O deputado estadual Hilton Coelho (Psol) apresentou, na Assembleia Legislativa da Bahia (ALBA), uma moção em que manifesta solidariedade aos ativistas Thiago Ávila e Saif Abukeshek, integrantes da flotilha humanitária Global Sumud, detidos por forças israelenses durante uma missão civil em águas internacionais com destino à Faixa de Gaza.
No documento, o parlamentar faz denúncia política formal contra a escalada de violações de direitos humanos no contexto do bloqueio imposto ao território palestino. Segundo Hilton Coelho, trata-se de “um ataque direto ao direito internacional, à liberdade de organização civil e à solidariedade entre os povos”. Hilton lembra que, de acordo com informações públicas e relatos de organizações jurídicas internacionais, os ativistas foram interceptados fora do território israelense, em operação que resultou na detenção de dezenas de participantes da missão. Thiago Ávila e Saif Abukeshek permanecem presos por decisão do Tribunal de Magistrados de Ashkelon, em um processo cercado, segundo o deputado, por denúncias de irregularidades e tratamento degradante.
“Estamos diante de uma prisão política. Não se trata apenas de dois ativistas, mas de uma tentativa de criminalizar a solidariedade internacional e silenciar quem denuncia o massacre do povo palestino”, afirmou Hilton Coelho. Ele disse ainda que “a comunidade internacional não pode normalizar ações que violam tratados, desrespeitam civis e atacam missões humanitárias em águas internacionais”.
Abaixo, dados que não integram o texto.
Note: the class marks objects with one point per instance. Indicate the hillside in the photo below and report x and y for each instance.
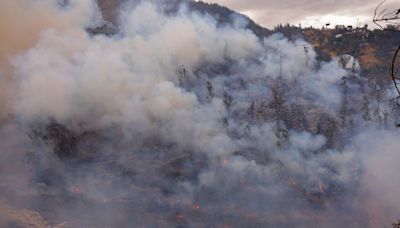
(197, 118)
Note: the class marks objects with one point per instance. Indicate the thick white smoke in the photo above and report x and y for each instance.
(178, 115)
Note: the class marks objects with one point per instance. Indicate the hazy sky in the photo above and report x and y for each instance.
(307, 12)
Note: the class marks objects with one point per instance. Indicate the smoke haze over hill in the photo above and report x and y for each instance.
(177, 120)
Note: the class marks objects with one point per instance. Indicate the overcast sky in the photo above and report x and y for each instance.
(307, 12)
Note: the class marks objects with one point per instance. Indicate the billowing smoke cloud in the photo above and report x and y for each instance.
(177, 120)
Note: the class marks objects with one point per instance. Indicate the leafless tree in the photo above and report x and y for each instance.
(390, 17)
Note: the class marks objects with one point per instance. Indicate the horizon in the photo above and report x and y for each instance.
(269, 13)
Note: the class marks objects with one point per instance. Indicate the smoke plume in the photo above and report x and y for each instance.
(178, 120)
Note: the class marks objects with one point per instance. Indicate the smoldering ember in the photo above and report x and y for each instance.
(178, 113)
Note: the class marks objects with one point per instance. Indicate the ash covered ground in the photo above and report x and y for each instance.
(166, 117)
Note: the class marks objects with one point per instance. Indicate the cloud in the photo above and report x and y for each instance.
(270, 13)
(178, 120)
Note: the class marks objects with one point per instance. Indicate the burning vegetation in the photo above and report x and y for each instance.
(167, 117)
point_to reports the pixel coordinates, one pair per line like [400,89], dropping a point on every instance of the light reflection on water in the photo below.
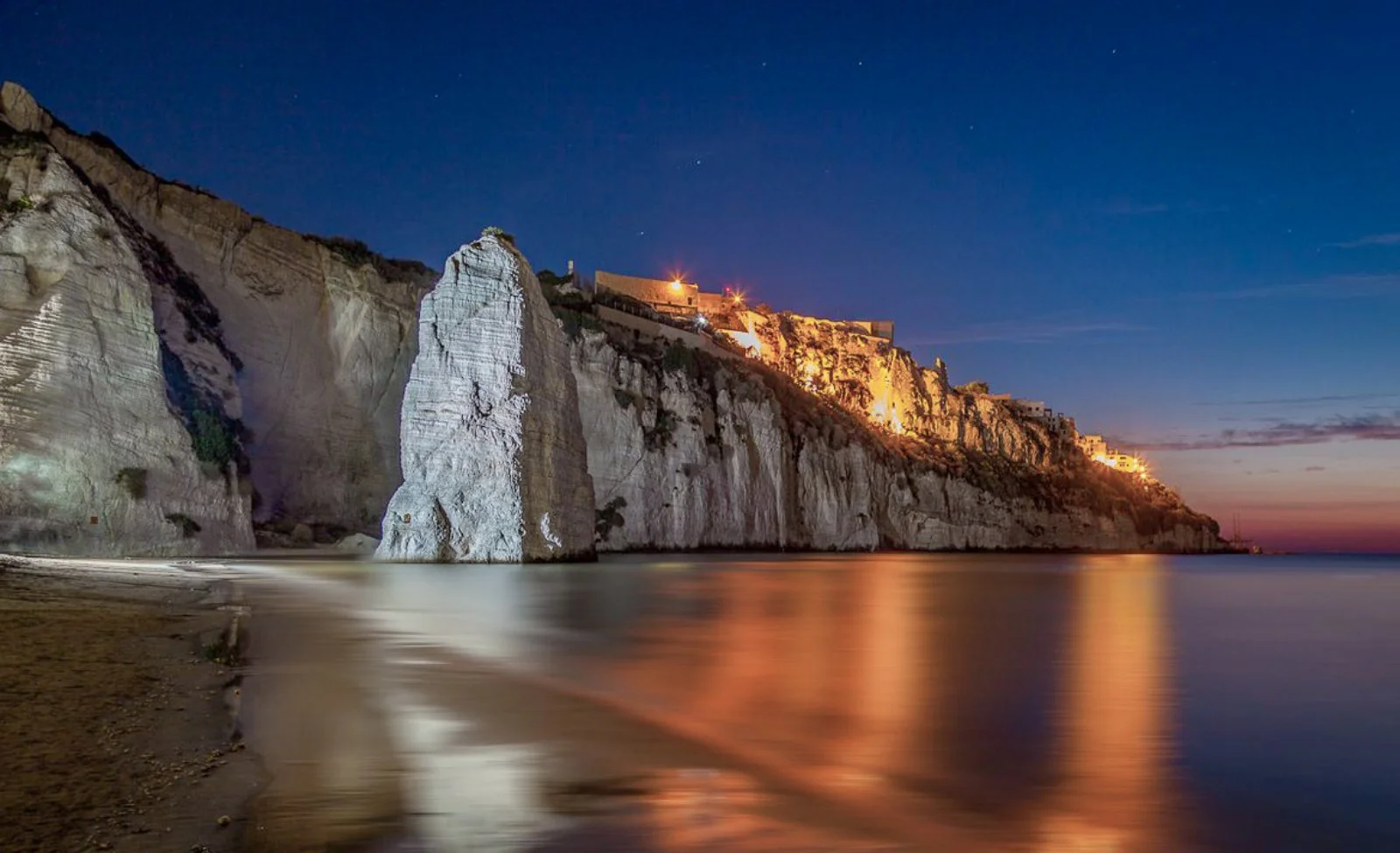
[1031,703]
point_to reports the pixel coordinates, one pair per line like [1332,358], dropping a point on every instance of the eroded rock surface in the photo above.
[119,424]
[494,465]
[326,331]
[704,452]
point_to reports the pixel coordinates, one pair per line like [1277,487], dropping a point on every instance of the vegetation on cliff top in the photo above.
[356,254]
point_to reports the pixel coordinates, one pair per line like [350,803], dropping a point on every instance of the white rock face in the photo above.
[713,458]
[326,332]
[95,458]
[494,466]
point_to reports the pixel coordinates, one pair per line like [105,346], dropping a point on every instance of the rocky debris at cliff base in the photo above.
[118,736]
[494,464]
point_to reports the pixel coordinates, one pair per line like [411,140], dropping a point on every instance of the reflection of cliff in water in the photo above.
[1115,787]
[1019,698]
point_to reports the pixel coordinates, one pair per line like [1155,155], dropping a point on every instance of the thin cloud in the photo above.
[1365,428]
[1330,288]
[1298,401]
[1032,331]
[1371,240]
[1134,209]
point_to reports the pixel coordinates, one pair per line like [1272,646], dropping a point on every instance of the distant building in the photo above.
[875,328]
[1094,445]
[1032,408]
[667,297]
[685,298]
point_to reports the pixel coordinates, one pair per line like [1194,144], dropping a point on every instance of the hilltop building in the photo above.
[1096,449]
[678,297]
[686,307]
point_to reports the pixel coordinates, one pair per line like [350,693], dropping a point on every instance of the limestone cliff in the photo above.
[878,381]
[172,365]
[326,332]
[692,451]
[494,468]
[119,419]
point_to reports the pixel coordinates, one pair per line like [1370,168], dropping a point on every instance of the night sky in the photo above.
[1178,223]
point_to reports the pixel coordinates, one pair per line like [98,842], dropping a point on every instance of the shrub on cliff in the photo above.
[133,479]
[608,517]
[678,359]
[499,233]
[188,527]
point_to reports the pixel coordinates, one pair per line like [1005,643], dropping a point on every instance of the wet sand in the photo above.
[116,729]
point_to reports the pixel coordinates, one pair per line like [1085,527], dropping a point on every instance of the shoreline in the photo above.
[121,734]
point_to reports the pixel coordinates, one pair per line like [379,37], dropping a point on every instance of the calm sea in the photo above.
[1046,702]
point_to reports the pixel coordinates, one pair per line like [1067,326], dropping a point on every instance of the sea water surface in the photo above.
[1059,703]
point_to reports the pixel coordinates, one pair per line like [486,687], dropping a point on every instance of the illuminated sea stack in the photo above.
[494,457]
[182,377]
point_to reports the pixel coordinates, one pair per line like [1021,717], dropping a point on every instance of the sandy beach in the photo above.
[116,727]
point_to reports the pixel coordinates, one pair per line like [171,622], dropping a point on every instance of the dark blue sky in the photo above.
[1168,219]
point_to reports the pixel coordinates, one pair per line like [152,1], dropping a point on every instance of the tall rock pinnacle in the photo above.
[494,463]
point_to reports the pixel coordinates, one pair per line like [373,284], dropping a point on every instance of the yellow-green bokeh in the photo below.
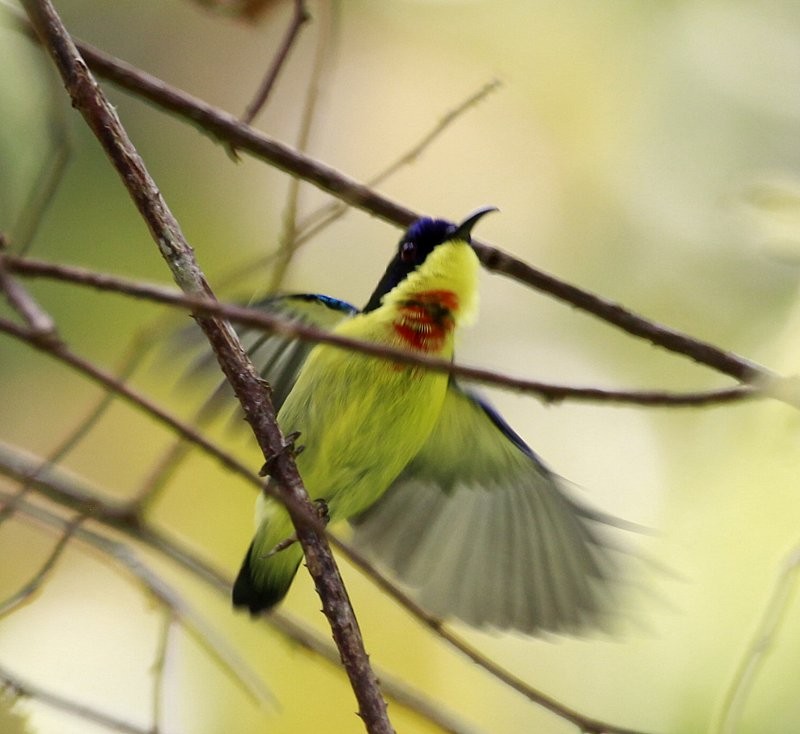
[625,150]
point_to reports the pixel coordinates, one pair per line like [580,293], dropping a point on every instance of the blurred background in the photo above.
[644,151]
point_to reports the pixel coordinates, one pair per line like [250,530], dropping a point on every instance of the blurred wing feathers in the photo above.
[483,531]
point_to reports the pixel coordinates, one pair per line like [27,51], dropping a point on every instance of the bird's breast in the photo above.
[425,320]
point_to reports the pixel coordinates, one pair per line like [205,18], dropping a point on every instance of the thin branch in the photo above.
[135,398]
[28,590]
[227,130]
[281,325]
[299,18]
[288,241]
[61,490]
[26,689]
[159,668]
[67,491]
[35,317]
[215,645]
[324,216]
[102,119]
[760,645]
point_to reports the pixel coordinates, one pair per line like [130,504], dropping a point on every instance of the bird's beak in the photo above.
[464,230]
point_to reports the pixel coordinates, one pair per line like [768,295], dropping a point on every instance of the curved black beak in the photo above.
[464,230]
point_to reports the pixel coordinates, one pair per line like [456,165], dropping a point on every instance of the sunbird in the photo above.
[437,486]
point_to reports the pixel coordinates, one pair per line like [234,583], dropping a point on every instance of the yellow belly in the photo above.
[361,421]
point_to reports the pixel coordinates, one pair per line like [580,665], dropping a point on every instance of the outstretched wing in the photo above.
[484,532]
[278,358]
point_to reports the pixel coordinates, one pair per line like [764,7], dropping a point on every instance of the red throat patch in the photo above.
[425,320]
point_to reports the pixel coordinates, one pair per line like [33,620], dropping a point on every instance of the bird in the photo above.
[440,491]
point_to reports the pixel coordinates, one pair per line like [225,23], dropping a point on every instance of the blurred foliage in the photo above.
[645,151]
[11,721]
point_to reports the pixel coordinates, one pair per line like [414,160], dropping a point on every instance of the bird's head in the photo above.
[434,262]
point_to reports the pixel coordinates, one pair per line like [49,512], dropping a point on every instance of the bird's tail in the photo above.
[265,577]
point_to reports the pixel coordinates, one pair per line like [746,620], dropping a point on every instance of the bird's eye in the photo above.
[408,251]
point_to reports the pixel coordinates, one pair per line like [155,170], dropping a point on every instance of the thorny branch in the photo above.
[102,119]
[226,129]
[62,488]
[280,325]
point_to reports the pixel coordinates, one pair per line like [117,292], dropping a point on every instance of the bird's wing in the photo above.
[278,358]
[481,530]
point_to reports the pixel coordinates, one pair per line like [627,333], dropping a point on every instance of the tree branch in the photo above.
[102,119]
[270,322]
[226,129]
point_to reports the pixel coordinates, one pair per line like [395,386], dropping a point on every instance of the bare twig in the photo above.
[280,325]
[159,667]
[26,689]
[299,17]
[229,131]
[39,322]
[62,488]
[69,492]
[111,382]
[26,593]
[324,216]
[762,642]
[102,119]
[288,242]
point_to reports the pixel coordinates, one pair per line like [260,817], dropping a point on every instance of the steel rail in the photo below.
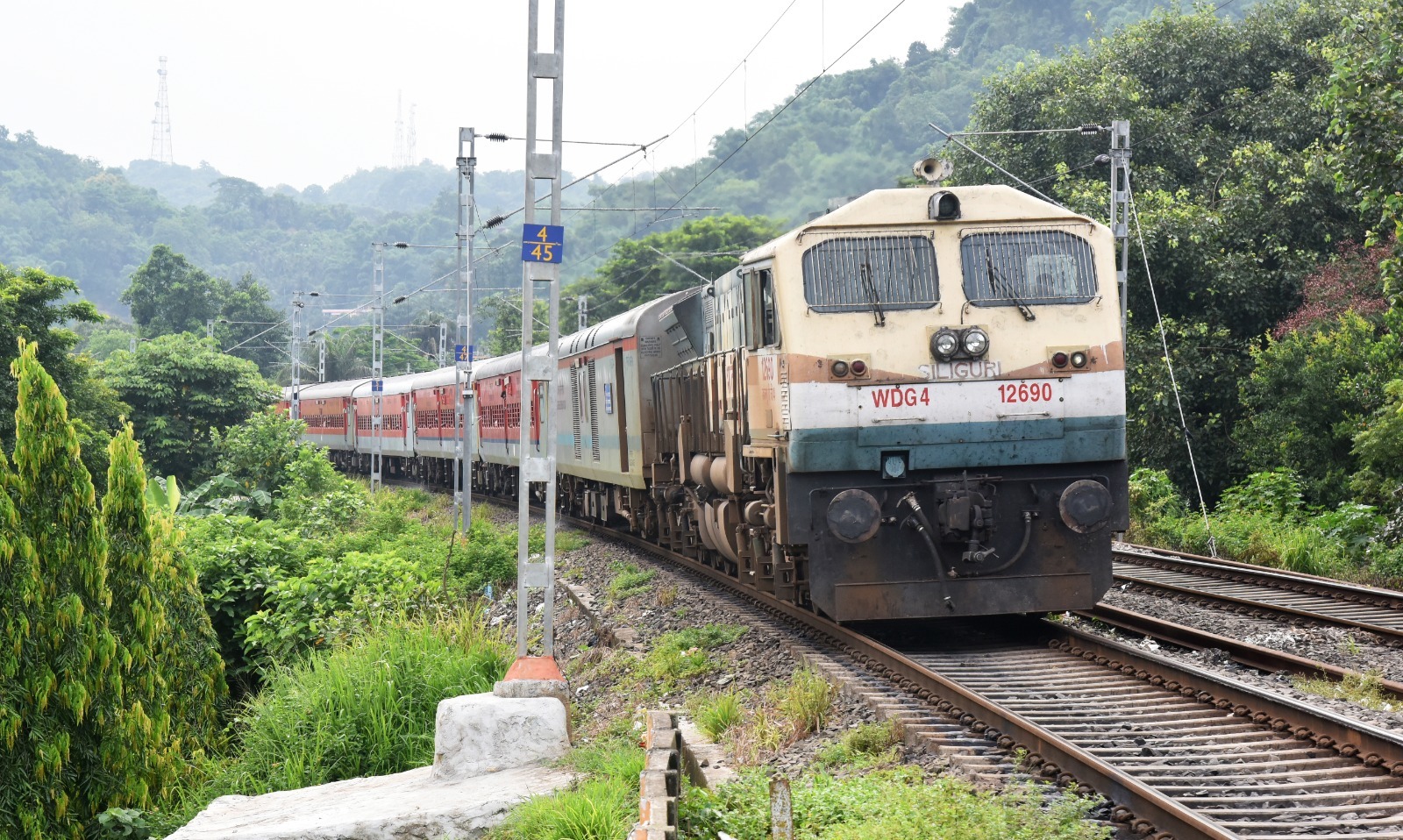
[1148,809]
[1281,594]
[1280,577]
[1248,654]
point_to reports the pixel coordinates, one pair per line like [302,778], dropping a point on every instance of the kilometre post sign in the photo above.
[544,243]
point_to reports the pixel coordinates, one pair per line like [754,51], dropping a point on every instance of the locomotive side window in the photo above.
[762,323]
[1028,267]
[874,273]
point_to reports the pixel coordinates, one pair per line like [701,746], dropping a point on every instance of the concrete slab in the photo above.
[488,755]
[484,734]
[411,805]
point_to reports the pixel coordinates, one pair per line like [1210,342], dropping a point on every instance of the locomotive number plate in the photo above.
[963,402]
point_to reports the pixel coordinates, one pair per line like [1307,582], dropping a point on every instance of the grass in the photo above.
[757,725]
[601,805]
[629,580]
[863,746]
[897,802]
[717,713]
[1364,689]
[362,708]
[684,654]
[807,700]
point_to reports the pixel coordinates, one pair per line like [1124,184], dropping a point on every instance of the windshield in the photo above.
[1028,268]
[876,274]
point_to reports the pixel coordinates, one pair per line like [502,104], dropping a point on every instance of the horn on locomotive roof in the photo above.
[933,170]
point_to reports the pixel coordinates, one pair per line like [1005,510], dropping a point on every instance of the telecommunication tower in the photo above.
[161,122]
[397,161]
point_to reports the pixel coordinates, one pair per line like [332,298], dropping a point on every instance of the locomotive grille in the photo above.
[574,407]
[852,274]
[1024,267]
[594,413]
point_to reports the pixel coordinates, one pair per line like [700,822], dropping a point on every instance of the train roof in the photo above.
[324,390]
[908,206]
[622,325]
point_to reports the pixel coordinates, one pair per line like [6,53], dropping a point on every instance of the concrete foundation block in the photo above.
[486,732]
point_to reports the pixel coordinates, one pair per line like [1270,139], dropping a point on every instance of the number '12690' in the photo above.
[1037,392]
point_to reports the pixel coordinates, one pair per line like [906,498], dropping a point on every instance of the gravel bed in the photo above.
[1346,648]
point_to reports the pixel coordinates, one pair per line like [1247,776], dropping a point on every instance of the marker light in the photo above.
[975,341]
[944,344]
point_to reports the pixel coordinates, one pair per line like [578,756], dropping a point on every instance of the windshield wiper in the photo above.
[995,278]
[870,288]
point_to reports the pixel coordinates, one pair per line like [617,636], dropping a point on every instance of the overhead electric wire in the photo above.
[1169,365]
[785,107]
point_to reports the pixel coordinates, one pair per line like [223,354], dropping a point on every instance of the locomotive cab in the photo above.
[914,407]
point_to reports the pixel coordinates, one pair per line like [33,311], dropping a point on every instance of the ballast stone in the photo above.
[488,732]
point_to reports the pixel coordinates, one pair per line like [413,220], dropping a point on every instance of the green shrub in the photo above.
[682,654]
[719,713]
[365,707]
[238,559]
[296,609]
[863,746]
[601,807]
[1277,494]
[257,453]
[629,580]
[806,700]
[883,804]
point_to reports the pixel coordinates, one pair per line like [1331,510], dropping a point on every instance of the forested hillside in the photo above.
[848,133]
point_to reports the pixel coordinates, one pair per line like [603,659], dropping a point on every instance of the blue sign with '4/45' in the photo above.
[544,243]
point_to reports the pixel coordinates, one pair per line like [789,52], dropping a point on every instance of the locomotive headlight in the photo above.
[975,341]
[944,344]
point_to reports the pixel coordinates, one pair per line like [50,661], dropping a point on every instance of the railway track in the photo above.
[1180,752]
[1263,592]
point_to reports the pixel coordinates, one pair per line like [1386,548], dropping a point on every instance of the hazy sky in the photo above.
[303,91]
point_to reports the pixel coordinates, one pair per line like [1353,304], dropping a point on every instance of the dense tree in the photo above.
[172,295]
[173,675]
[1367,117]
[1309,395]
[138,620]
[180,388]
[1234,215]
[37,308]
[61,692]
[249,325]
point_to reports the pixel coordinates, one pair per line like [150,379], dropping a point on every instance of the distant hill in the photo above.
[848,133]
[177,185]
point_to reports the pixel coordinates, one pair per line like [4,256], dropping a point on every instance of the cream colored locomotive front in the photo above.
[935,381]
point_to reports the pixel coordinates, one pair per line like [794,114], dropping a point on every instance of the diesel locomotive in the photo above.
[909,407]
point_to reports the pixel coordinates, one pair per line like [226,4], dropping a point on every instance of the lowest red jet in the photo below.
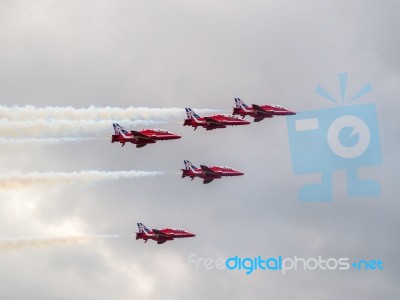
[211,122]
[260,112]
[141,138]
[162,235]
[208,174]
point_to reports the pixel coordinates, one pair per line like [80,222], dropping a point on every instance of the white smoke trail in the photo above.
[47,141]
[22,180]
[63,128]
[22,243]
[33,113]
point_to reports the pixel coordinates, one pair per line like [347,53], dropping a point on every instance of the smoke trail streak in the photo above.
[40,141]
[22,243]
[64,128]
[32,113]
[18,181]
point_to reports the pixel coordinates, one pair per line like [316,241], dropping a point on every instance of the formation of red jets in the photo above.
[208,174]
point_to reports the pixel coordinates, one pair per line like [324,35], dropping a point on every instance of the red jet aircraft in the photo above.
[207,173]
[212,122]
[141,138]
[162,235]
[260,112]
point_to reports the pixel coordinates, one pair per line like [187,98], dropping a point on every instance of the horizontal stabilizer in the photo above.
[208,180]
[259,110]
[140,136]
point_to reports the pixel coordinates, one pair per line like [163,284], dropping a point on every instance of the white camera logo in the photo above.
[359,127]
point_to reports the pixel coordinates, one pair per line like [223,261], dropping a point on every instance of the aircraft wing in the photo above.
[212,121]
[141,137]
[208,171]
[162,234]
[208,180]
[259,110]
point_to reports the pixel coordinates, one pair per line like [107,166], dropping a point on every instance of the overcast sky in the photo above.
[202,54]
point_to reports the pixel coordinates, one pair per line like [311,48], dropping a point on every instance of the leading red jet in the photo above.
[260,112]
[211,122]
[208,174]
[141,138]
[162,235]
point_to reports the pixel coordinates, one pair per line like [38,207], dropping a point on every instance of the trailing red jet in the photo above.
[208,174]
[141,138]
[162,235]
[260,112]
[211,122]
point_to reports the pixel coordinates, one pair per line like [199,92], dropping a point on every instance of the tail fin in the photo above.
[240,104]
[143,229]
[189,165]
[118,129]
[191,114]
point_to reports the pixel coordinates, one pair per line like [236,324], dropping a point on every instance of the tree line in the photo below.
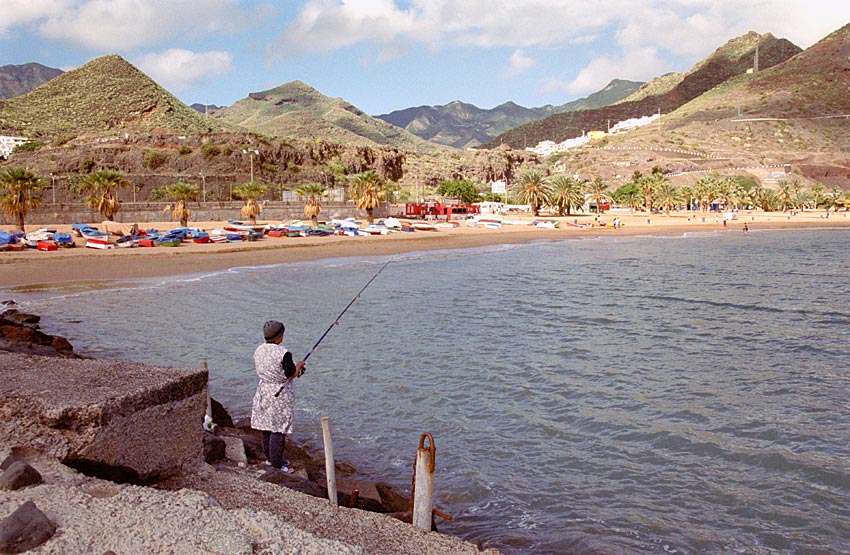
[21,192]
Hilton reconhece, na moção apresentada na ALBA, o caráter legítimo da ação dos ativistas, destacando que a flotilha Global Sumud atua de forma pacífica, com o objetivo de romper o cerco humanitário e chamar atenção global para a crise em Gaza. O documento também expressa preocupação com o uso desproporcional da força na interceptação das embarcações e com a integridade física e jurídica dos detidos.
O deputado do Psol cobrou posicionamento do Estado brasileiro: “O Brasil precisa se posicionar com firmeza. Não é possível manter relações diplomáticas como se nada estivesse acontecendo enquanto ativistas são presos ilegalmente por denunciar um genocídio. Neutralidade, neste caso, é cumplicidade.”
Por fim, Hilton reforçou a atuação do mandato em pautas internacionais vinculadas à defesa dos direitos humanos e à solidariedade entre os povos, colocando a ALBA como espaço de denúncia contra violações que extrapolam fronteiras nacionais. “A luta do povo palestino é também a luta de todos aqueles que defendem justiça, dignidade e autodeterminação. Não nos calaremos diante da barbárie”, concluiu o deputado.